All those pundits and prognosticators who would like the United States to do a better job emulating Europe might want to reconsider all of the ramifications of that stance, especially after reading a new Washington Examiner article from Joseph Lawler.
Highly regarded Northwestern University economist and doomsayer Robert Gordon warns in a new paper that the “U.S. economy may have become more like Europe,” with permanently higher unemployment that cannot be addressed with stimulus from the Federal Reserve.
Gordon, who made waves in 2012 for suggesting that the U.S. might be facing a long-term economic slowdown, argues in new study published by the National Bureau of Economic Research that it might not be possible for the Fed to lower the unemployment rate much further without raising inflation, thanks to a “structural shift in U. S. labor markets.”

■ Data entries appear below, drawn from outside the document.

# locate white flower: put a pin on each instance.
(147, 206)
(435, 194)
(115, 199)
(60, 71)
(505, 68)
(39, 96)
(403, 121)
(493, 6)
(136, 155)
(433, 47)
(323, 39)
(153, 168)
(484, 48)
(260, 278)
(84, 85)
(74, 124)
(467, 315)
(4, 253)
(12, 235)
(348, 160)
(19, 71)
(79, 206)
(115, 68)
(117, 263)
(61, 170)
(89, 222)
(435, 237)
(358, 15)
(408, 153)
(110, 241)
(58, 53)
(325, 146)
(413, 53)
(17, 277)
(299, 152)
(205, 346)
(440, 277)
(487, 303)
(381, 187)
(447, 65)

Gordon estimates that the natural rate of unemployment has risen from 4.8 percent in 2006 to 6.5 percent today. That means that if unemployment falls below 6.5 percent, inflation will eventually start rising. Unemployment stands at 7.4 percent, having risen from under 5 percent before the recession began to 10 percent at its highest in 2010.
“This result is important news for the Fed,” Gordon writes, warning that “there may be less slack in the U. S. labor market than is generally assumed, and it may be unrealistic to maintain the widespread assumption that the unemployment rate can be pushed down to 5.0 percent without igniting an acceleration of inflation.”